Furthermore, belt conveyors do not always work at full load over the entire period of operation. Partial load conditions and even (short-term) idle periods are all part of a belt conveyor’s operating regime. In contrast to asynchronous motors, the efficiency of synchronous motors increases in the range of partial load (Fig. 2). The higher efficiency of synchronous motors in general and especially in the partial load range and the fact that mechanical loads are eliminated during transfer of torque lead to lower operating costs for the conveyor. The maintenance of the gear unit including oil change intervals can be omitted just like the maintenance of the high-speed coupling. This is of particular interest wherever maintenance processes involve considerable effort. Prime examples of this would be operating conveyors in Canada at ambient temperatures of -45°C or conveyor systems set up at an altitude of 4500 m and more above sea level, such as in Chile.

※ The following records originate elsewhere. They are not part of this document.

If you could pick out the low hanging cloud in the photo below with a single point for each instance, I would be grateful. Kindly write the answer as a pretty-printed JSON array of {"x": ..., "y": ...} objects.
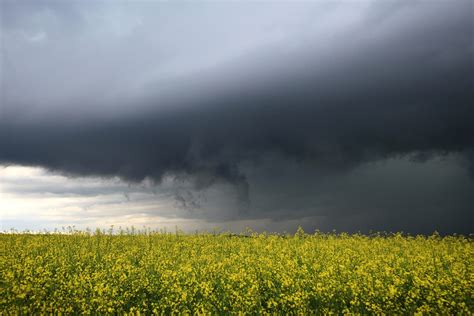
[{"x": 395, "y": 81}]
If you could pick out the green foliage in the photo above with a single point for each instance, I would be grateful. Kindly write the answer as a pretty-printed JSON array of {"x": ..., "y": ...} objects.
[{"x": 81, "y": 272}]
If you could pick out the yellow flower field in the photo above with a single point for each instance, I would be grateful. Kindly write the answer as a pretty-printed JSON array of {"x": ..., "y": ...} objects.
[{"x": 152, "y": 272}]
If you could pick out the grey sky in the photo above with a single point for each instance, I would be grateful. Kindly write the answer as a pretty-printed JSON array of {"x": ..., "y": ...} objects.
[{"x": 352, "y": 115}]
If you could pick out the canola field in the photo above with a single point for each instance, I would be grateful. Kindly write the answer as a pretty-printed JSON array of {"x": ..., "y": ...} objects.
[{"x": 174, "y": 273}]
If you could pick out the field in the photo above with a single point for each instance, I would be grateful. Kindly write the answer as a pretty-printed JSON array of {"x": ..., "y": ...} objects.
[{"x": 224, "y": 273}]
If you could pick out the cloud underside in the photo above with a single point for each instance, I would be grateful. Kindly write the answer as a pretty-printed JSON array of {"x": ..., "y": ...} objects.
[{"x": 378, "y": 92}]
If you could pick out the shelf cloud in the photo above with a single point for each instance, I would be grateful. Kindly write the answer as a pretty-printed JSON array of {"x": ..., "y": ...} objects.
[{"x": 220, "y": 94}]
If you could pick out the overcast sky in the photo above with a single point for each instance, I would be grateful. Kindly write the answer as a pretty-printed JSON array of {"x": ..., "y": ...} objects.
[{"x": 346, "y": 115}]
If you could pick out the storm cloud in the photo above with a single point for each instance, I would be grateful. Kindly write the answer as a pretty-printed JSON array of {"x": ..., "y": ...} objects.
[{"x": 222, "y": 93}]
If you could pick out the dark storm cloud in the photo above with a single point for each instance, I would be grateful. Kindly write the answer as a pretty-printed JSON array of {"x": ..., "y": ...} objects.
[{"x": 398, "y": 84}]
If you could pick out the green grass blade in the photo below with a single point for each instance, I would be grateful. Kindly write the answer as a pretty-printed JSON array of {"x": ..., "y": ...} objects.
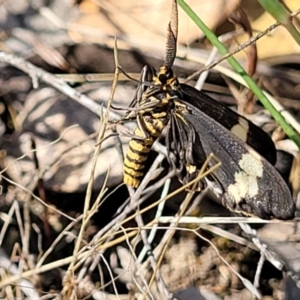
[{"x": 291, "y": 133}]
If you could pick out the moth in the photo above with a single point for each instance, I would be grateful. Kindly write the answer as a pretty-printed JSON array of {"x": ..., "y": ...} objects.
[{"x": 197, "y": 126}]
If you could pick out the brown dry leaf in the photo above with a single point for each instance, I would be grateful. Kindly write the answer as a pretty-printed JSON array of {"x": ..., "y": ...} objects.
[
  {"x": 279, "y": 42},
  {"x": 148, "y": 19},
  {"x": 295, "y": 175}
]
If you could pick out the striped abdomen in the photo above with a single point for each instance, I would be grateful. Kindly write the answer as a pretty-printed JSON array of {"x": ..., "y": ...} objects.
[{"x": 140, "y": 146}]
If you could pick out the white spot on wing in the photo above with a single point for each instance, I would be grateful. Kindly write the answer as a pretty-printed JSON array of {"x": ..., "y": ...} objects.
[
  {"x": 246, "y": 181},
  {"x": 241, "y": 129}
]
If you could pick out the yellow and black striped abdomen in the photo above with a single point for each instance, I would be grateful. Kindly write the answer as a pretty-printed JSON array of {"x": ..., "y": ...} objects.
[{"x": 140, "y": 146}]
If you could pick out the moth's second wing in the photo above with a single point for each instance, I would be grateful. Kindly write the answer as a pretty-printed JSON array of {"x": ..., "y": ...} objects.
[
  {"x": 240, "y": 126},
  {"x": 183, "y": 156},
  {"x": 251, "y": 184}
]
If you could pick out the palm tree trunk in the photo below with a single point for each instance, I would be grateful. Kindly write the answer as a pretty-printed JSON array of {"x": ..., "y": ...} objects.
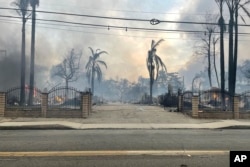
[
  {"x": 222, "y": 59},
  {"x": 32, "y": 58},
  {"x": 216, "y": 73},
  {"x": 209, "y": 60},
  {"x": 151, "y": 82},
  {"x": 22, "y": 94},
  {"x": 235, "y": 49},
  {"x": 92, "y": 80},
  {"x": 231, "y": 57}
]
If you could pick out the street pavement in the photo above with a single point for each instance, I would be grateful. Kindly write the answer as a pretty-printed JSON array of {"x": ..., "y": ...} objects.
[{"x": 124, "y": 116}]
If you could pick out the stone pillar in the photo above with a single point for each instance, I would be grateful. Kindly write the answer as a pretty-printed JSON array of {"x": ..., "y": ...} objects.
[
  {"x": 195, "y": 103},
  {"x": 180, "y": 103},
  {"x": 84, "y": 105},
  {"x": 2, "y": 104},
  {"x": 44, "y": 104},
  {"x": 236, "y": 107}
]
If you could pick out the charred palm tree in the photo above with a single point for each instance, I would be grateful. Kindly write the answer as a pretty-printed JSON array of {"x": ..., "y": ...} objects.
[
  {"x": 93, "y": 67},
  {"x": 22, "y": 6},
  {"x": 222, "y": 26},
  {"x": 234, "y": 6},
  {"x": 33, "y": 4},
  {"x": 154, "y": 63}
]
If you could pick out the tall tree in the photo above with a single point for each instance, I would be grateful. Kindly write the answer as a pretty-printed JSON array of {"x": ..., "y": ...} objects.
[
  {"x": 93, "y": 67},
  {"x": 33, "y": 4},
  {"x": 234, "y": 6},
  {"x": 222, "y": 26},
  {"x": 215, "y": 40},
  {"x": 204, "y": 48},
  {"x": 69, "y": 68},
  {"x": 154, "y": 63},
  {"x": 22, "y": 6}
]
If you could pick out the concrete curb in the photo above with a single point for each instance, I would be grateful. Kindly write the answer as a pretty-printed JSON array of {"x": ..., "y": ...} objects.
[{"x": 65, "y": 125}]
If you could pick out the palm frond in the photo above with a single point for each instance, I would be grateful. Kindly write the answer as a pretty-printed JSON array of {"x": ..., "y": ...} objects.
[
  {"x": 99, "y": 73},
  {"x": 102, "y": 62},
  {"x": 92, "y": 51},
  {"x": 90, "y": 62},
  {"x": 245, "y": 9},
  {"x": 34, "y": 3},
  {"x": 161, "y": 63},
  {"x": 154, "y": 45}
]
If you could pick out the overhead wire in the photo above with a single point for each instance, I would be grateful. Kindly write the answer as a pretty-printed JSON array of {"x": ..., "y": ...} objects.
[{"x": 120, "y": 18}]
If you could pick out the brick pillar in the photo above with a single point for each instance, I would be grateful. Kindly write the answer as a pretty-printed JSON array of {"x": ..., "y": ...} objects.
[
  {"x": 180, "y": 103},
  {"x": 236, "y": 107},
  {"x": 44, "y": 104},
  {"x": 2, "y": 104},
  {"x": 195, "y": 103},
  {"x": 84, "y": 105}
]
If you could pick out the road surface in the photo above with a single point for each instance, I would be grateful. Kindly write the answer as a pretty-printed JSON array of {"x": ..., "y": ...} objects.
[{"x": 120, "y": 147}]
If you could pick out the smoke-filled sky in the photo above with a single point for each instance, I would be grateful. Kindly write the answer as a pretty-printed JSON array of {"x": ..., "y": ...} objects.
[{"x": 127, "y": 49}]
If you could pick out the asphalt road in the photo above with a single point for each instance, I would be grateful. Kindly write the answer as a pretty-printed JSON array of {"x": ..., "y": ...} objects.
[{"x": 118, "y": 147}]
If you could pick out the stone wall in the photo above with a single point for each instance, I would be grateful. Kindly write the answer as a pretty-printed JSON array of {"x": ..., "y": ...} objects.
[{"x": 44, "y": 111}]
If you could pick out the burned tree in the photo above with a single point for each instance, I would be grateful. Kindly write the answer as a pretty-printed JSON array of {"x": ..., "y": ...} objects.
[
  {"x": 93, "y": 67},
  {"x": 204, "y": 48},
  {"x": 154, "y": 63},
  {"x": 69, "y": 68},
  {"x": 22, "y": 10}
]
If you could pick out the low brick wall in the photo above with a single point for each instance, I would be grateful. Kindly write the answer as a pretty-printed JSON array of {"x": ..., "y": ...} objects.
[
  {"x": 244, "y": 115},
  {"x": 44, "y": 111},
  {"x": 64, "y": 114},
  {"x": 23, "y": 113},
  {"x": 216, "y": 115}
]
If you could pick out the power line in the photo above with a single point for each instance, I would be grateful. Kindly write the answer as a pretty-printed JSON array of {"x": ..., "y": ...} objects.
[
  {"x": 106, "y": 34},
  {"x": 109, "y": 26},
  {"x": 120, "y": 18}
]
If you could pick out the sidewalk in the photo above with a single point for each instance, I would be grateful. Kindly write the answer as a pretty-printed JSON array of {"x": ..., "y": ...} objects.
[{"x": 123, "y": 116}]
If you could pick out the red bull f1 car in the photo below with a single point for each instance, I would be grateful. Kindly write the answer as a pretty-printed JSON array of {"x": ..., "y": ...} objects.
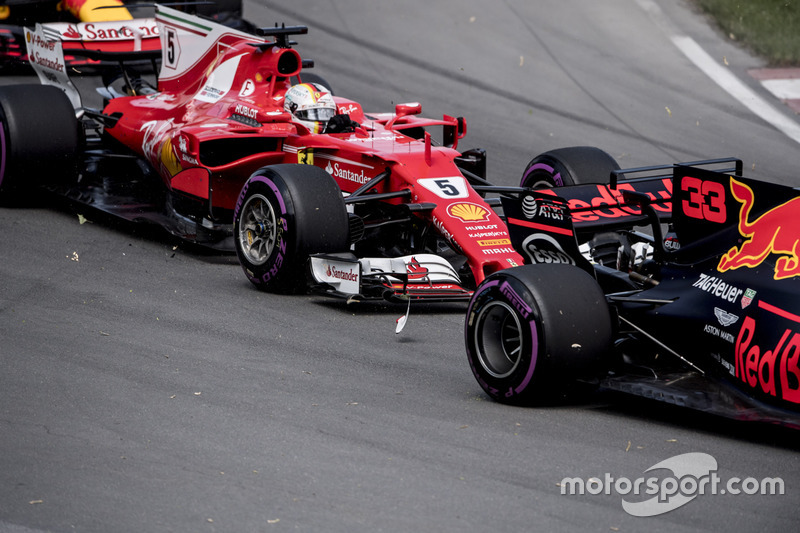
[
  {"x": 237, "y": 147},
  {"x": 709, "y": 320}
]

Structure of Gearless Conveyor Drives
A synchronous motor consists of a rotor that is connected with the drive pulley shaft and a stator that rests on a foundation or a corresponding steel structure (Fig. 3).
Compared to conventional belt conveyor drives, the drive unit with gear box and asynchronous motor is replaced with a synchronous motor. The following conditions must be taken into consideration if gearless drive systems are used:
- Deflection of the drive pulley shaft at the shaft end due to varying belt tensions at the different load and operating conditions.
- Possible settling of the stator foundations or deformation of the steel structure used to support the stator.
- Possibility for readjusting the entire drive in case of belt misalignment during commissioning.
A prerequisite is the need to comply with the permissible deviations in the motor’s air gap. Since the design of the motor, motor mount, drive pulley and the associated steel structure are closely tied together, Takraf entered into a cooperation agreement with ABB. This agreement allows to select a joint motor concept already during component planning, considering client specifications as well as site conditions. The following systems are worth considering as a motor concept:
- Bearingless motor: The rotor is directly connected to the drive pulley shaft (by means of a flange connection), whereas the stator of the drive motor is supported separately.
- Motor plus separate bearing: The rotor has two bearings. The stator is secured to the foundation or steel structure.A flexible coupling facilitates the transfer of torque between rotor and drive pulley.
- Diaphragm coupling: Compared to the motor with separate bearings, the motor mount on the output shaft side and the flexible coupling is replaced by a diaphragm coupling.